The Department of Labor and Statistics reports, “According to Current Population Survey estimates for 2008, 75.3 million American workers age 16 and over were paid at hourly rates, representing 58.2 percent of all wage and salary workers.1 On July 24, 2008, the Federal minimum wage increased to $6.55 per hour from $5.85 per hour. Data in this report reflect the average number of workers earning the prevailing Federal minimum wage or less for the year (those who earned $5.85 or less from January 2008 through July 2008 and those who earned $6.55 or less from August 2008 through the end of the year). Among those paid by the hour, 286,000 earned exactly the prevailing Federal minimum wage in 2008. About 1.9 million had wages below the minimum.2 Together, these 2.2 million workers with wages at or below the minimum made up 3.0 percent of all hourly-paid workers. Tables 1-10 present data on a wide array of demographic and socioeconomic characteristics for hourly-paid workers earning at or below the Federal minimum wage. The following are some highlights from the 2008 data:
* Minimum wage workers tend to be young. Although workers under age 25 represented only about one-fifth of hourly-paid workers, they made up half of those paid the Federal minimum wage or less. Among employed teenagers paid by the hour, about 11 percent earned the minimum wage or less, compared with about 2 percent of workers age 25 and over.
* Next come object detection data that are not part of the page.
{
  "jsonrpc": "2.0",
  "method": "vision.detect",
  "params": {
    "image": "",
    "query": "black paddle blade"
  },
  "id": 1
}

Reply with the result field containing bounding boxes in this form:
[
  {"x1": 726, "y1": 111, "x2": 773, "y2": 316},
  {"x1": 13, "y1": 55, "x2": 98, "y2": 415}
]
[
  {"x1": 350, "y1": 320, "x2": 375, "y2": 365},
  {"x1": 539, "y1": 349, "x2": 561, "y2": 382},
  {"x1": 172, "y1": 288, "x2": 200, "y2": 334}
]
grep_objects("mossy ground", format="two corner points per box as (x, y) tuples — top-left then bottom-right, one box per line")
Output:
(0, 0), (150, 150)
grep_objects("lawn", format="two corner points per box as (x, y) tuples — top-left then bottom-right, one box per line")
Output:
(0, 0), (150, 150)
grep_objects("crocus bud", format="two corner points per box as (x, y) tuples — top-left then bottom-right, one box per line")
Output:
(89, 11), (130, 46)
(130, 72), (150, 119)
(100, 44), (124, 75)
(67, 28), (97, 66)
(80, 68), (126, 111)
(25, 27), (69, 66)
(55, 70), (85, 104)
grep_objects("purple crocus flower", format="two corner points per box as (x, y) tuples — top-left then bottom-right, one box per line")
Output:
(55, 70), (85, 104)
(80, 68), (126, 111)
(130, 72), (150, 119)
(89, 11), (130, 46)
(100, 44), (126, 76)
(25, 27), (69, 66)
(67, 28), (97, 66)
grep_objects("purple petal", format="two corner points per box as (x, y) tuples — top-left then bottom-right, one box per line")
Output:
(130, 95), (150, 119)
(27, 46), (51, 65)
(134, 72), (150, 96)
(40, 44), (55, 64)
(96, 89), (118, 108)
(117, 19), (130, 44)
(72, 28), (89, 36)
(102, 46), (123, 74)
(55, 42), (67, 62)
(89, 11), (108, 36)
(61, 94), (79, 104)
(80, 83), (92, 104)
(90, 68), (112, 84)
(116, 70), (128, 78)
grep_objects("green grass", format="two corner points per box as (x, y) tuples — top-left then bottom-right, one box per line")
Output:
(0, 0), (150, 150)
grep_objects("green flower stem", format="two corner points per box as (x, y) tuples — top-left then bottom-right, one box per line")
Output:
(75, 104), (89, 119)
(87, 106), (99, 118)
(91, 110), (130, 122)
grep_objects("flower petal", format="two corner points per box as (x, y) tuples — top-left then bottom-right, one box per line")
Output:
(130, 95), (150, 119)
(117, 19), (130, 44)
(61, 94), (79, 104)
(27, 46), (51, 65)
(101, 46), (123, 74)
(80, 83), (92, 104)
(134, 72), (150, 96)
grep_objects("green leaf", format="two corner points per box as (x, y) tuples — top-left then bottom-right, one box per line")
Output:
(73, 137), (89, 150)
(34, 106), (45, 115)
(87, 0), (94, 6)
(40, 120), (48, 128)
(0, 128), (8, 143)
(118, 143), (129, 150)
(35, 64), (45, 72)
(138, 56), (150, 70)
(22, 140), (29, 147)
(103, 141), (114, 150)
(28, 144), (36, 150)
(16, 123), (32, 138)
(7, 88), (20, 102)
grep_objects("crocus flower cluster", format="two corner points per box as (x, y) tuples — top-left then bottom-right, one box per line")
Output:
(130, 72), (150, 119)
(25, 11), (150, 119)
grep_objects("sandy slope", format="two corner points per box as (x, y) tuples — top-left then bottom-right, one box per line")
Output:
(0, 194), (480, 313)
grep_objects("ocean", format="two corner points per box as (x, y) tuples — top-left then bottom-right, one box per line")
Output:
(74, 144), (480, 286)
* About 4 percent of women paid hourly rates had wages at or below the prevailing Federal minimum, compared with about 2 percent of men.
* The percentage of workers earning the minimum wage did not vary much across the major race and ethnicity groups. About 3 percent of white, black, and Hispanic hourly-paid workers earned the Federal minimum wage or less. Among Asian hourly-paid workers, about 2 percent earned the minimum wage or less.
* Among hourly-paid workers age 16 and over, about 5 percent of those who had less than a high school diploma earned the Federal minimum wage or less, compared with about 3 percent of those who had a high school diploma (with no college) and about 2 percent of college graduates.
* Never-married workers, who tend to be young, were more likely than married workers to earn the Federal minimum wage or less (about 5 percent versus about 2 percent).
* Part-time workers (persons who usually work less than 35 hours per week) were more likely than their full-time counterparts to be paid the Federal minimum wage or less (about 7 percent versus about 2 percent).
* By major occupational group, the highest proportion of workers earning at or below the Federal minimum wage was in service occupations, about 9 percent. About 7 in 10 workers earning the minimum wage or less in 2008 were employed in service occupations, mostly in food preparation and serving related jobs.
* The industry with the highest proportion of workers with hourly wages at or below the Federal minimum wage was leisure and hospitality (about 14 percent). About three-fifths of all workers paid at or below the Federal minimum wage were employed in this industry, primarily in the food services and drinking places component. For many of these workers, tips and commissions supplement the hourly wages received.
* The proportion of hourly-paid workers earning the prevailing Federal minimum wage or less has trended downward since 1979, when data first began to be collected on a regular basis.”